# Big White boat with lights at the lump 6/2



## Gofish2day (May 9, 2006)

Anyone see the giant white offshore boat at the lump first thing this morning? I know Loy did since he was there. He came over by me and was decked out with rocket launchers on white fiberglass top and maybe 50 grand with of poles sticking out. A huge white top on the boat supporting a radar and generator. Mounted to the sides were giant lights mounted on an angle. 1st class offshore boat for night fishing. I thought I was seeing things. Hell even the generator had a white cover.

Anyone see it? Think he spent the night out there?


----------



## lx22f/c (Jun 19, 2009)

We saw him come back to the lump around 10 am, he defiantly stuck out. You wouldn't have to worry about the wind with that boat. 

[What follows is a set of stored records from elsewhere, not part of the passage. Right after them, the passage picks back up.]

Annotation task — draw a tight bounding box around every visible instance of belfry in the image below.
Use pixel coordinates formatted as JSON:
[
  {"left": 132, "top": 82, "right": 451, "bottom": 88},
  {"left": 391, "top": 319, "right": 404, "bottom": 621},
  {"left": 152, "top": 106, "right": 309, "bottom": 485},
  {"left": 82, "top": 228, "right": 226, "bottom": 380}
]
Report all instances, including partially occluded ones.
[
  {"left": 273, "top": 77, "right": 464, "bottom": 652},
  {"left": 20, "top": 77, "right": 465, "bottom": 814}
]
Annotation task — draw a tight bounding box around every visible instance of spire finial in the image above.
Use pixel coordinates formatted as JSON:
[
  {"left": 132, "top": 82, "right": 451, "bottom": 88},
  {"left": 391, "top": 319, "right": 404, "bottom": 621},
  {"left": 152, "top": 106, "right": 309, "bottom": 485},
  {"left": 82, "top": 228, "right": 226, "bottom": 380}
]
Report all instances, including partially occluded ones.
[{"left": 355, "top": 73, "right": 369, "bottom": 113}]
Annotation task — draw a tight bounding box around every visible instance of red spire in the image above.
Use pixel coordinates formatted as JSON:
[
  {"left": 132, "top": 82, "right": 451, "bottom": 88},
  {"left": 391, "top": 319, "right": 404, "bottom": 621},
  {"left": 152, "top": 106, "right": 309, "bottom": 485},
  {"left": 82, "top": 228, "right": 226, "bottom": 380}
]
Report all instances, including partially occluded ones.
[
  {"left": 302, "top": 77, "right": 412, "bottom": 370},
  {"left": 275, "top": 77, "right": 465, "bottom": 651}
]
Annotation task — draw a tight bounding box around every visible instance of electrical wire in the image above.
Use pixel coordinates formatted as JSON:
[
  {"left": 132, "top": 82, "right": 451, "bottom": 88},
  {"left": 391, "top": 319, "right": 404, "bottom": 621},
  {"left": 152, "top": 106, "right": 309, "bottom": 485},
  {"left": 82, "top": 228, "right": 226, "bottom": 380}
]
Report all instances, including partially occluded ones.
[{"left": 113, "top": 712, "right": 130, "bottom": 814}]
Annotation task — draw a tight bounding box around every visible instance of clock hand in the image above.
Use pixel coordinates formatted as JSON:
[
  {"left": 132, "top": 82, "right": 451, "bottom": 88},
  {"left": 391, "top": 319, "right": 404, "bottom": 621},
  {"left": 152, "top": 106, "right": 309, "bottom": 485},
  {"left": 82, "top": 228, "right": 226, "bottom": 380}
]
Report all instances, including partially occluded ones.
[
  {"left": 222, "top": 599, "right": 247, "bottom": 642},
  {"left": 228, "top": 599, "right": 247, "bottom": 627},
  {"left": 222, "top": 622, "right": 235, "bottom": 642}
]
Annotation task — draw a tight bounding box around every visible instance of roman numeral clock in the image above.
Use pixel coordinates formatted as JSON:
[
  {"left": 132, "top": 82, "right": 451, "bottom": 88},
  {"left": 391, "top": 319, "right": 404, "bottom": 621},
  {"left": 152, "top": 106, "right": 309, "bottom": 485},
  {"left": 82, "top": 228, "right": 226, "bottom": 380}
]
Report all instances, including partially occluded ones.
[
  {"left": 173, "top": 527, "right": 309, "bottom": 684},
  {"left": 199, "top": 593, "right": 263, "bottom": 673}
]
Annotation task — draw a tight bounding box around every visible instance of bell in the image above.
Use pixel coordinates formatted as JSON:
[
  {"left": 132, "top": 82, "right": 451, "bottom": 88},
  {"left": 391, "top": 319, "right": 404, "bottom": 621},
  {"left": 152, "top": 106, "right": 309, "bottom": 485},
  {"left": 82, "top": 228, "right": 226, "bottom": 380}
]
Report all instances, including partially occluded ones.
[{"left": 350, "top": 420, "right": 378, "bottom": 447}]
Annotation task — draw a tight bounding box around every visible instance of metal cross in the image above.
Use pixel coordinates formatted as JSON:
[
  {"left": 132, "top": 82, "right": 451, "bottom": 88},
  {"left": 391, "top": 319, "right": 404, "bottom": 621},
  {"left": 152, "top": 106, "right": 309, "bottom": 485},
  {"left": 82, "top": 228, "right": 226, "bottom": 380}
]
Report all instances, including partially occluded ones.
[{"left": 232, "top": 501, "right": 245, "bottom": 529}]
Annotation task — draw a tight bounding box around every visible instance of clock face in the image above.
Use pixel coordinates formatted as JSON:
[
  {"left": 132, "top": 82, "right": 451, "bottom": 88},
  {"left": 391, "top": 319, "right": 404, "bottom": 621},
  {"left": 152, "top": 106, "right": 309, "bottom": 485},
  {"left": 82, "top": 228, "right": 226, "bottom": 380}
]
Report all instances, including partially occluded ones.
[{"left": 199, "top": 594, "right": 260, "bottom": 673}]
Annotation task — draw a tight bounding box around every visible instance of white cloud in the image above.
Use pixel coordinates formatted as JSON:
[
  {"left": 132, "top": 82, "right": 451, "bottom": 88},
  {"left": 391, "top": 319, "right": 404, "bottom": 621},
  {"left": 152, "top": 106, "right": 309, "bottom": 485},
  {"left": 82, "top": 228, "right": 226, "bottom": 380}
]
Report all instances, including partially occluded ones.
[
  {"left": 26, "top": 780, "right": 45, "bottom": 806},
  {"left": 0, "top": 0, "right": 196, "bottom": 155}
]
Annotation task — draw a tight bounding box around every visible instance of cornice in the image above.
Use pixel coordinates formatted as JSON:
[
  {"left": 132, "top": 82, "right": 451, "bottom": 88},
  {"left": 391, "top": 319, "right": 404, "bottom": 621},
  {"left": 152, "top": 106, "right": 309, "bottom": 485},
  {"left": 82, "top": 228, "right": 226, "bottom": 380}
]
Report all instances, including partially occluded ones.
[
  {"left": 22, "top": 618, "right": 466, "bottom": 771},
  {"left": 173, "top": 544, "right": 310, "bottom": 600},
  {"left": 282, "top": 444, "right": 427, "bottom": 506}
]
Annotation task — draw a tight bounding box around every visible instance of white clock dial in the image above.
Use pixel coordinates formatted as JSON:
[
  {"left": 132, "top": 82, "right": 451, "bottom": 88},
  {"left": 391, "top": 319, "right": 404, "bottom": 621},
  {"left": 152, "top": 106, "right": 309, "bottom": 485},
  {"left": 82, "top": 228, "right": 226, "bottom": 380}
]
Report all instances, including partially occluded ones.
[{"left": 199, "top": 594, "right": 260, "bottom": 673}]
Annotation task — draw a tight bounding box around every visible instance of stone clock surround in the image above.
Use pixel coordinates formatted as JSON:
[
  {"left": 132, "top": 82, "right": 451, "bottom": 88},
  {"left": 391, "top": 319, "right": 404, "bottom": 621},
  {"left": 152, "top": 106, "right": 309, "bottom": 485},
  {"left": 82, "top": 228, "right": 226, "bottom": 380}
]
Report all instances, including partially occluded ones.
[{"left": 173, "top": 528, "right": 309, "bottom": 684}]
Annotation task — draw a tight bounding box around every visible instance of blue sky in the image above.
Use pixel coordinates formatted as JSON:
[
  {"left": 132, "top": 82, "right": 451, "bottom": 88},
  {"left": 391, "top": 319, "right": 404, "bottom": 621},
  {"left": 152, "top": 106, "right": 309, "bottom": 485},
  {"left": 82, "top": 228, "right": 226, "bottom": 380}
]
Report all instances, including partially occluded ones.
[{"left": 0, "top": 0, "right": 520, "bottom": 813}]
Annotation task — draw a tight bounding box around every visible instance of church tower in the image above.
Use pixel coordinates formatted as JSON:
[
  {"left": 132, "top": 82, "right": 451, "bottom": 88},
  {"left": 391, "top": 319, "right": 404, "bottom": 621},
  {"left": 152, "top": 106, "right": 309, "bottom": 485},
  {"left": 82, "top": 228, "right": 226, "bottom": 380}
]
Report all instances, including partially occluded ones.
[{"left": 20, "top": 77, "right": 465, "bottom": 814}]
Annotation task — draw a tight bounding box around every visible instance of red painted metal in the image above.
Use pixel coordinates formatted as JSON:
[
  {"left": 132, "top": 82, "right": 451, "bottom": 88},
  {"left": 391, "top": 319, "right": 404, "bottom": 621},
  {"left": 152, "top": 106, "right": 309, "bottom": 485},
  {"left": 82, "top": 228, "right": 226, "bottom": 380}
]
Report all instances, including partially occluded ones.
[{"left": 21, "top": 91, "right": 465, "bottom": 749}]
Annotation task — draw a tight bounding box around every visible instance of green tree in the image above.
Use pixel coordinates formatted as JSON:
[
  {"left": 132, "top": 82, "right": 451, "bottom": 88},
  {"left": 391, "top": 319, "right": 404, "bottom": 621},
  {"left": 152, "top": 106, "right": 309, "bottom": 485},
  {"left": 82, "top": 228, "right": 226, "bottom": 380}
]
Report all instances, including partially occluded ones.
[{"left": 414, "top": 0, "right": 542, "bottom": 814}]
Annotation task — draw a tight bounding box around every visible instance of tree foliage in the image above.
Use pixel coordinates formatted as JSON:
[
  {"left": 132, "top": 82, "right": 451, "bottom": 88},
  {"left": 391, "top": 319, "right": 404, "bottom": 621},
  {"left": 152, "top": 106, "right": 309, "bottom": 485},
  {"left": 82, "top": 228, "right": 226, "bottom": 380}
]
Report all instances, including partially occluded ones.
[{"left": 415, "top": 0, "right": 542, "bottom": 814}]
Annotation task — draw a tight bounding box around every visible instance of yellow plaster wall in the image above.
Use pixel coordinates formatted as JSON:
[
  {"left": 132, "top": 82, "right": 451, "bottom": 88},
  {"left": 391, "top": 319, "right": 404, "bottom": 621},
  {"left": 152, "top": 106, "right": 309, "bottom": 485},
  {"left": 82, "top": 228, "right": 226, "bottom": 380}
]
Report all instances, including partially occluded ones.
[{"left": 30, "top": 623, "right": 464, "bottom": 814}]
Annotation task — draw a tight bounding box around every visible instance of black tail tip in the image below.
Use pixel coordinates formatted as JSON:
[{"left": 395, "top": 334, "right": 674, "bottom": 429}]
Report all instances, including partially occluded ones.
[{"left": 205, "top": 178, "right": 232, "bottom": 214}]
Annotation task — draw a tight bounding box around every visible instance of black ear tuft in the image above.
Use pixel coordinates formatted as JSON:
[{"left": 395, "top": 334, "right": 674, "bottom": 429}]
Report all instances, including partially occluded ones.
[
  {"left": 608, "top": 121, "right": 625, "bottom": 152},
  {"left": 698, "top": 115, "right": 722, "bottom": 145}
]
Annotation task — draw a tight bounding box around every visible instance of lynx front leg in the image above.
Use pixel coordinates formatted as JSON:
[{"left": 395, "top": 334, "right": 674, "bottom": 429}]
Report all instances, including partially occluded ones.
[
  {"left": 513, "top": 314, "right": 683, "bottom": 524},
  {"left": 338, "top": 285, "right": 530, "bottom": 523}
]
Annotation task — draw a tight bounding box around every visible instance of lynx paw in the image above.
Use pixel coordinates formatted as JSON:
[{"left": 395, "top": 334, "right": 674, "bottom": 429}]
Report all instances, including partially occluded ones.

Sent from lola my personal assistant.


----------



## Meadowlark (Jul 19, 2008)

He came right up to me about mid-morning where we were working on an HDS gen2 unit. Never shut either engine off...and scared off the school of fish we were marking.


----------



## redexpress (Apr 5, 2010)

I think I know 'em...they are 2coolers...let's see if they will post.....


----------



## shadslinger (Aug 21, 2005)

Meadowlark said:


> He came right up to me about mid-morning where we were working on an HDS gen2 unit. Never shut either engine off...and scared off the school of fish we were marking.


At least he did not troll with the big motor through breaking stripers on top, that would be really rude!

I saw the boat, it is cool and quite. Decked out with nice sonar and GPS, all white and clean. With those lights they will soon get night fishing down and be culling stripers while we sleep!


----------



## Meadowlark (Jul 19, 2008)

Yes, its a cool boat...and no big deal to us, we weren't fishing anyway.....but it was interesting to watch the school of fish on the screen react to the engines passing by.


----------



## Sunbeam (Feb 24, 2009)

Speaking of big boats, one of my Cajun friends built a 83 ft. Viking sport fishing yacht in 2010.
Last fall he took it from Orange Beach, AL, down through the Panama canal, He and his former business associates and friend spent three weeks bill fishing the Pacific coast.
He then flew home from Panama City and let the Captain bring the boat back.
It is now for sale. He said does not need it now. It was just an outstanding item on his bucket list and now he does not need the boat any longer.
He will take the proceeds and buy another 16,000 acres of marsh to add on to his duck camp property. The balance he will use to burn two or three wet Missouri mules.
BTW He is one of the fellows going to see the MOSF doctor on the 16th.

He ask me to come down to Panama last year. Dang I could not even afford to buy the proper deck shoes for a $22 mil fishing boat/yacht.
Sorry for the high jack. I just get in a rambling mood some times.


----------



## megafish (Mar 5, 2007)

*All Points taken!*



shadslinger said:


> At least he did not troll with the big motor through breaking stripers on top, that would be really rude!


Someone would do that ,I would say they may be lacking Experience or like you said really rude! Dont think I have done that yet,I like catching to much!


----------



## Gofish2day (May 9, 2006)

Sorry but need to correct my post above:

Big White boat at the "HUMP" near the state park at 6:30am. You couldn't miss this boat. I bet the lights would light up for 100ft all around.

Megafish you were fishing with Loy yesterday and had a green shirt on. You were catching all the fish.


----------



## bigdaddy69 (Mar 30, 2011)

Is the hump marked with green jugs?


----------



## Gofish2day (May 9, 2006)

Marked with Many other boats on the weekends but no jugs. Its between the state park and Pine Island.


----------



## tbone2374 (Feb 27, 2010)

Sounnds like the dude lost the Salt Water!


----------



## megafish (Mar 5, 2007)

*Not to offend no one!*



Gofish2day said:


> Sorry but need to correct my post above:
> 
> Big White boat at the "HUMP" near the state park at 6:30am. You couldn't miss this boat. I bet the lights would light up for 100ft all around.
> 
> Megafish you were fishing with Loy yesterday and had a green shirt on. You were catching all the fish.


 Enjoyed fishing by good 2Cool fisherman and your very observant Carl Thanks, but you don't have to tell all ya see with respect to our Captain that day! Hehe, thinking he might have another version of your story!:an4::dance:


----------



## Gofish2day (May 9, 2006)

Actually you and the captain were catching all the fish.


----------



## shadslinger (Aug 21, 2005)

Gofish2day said:


> Sorry but need to correct my post above:
> 
> Big White boat at the "HUMP" near the state park at 6:30am. You couldn't miss this boat. I bet the lights would light up for 100ft all around.
> 
> Megafish you were fishing with Loy yesterday and had a green shirt on. You were catching all the fish.


What!!!!!, the ole geezer could barley catch a yellow bass!


----------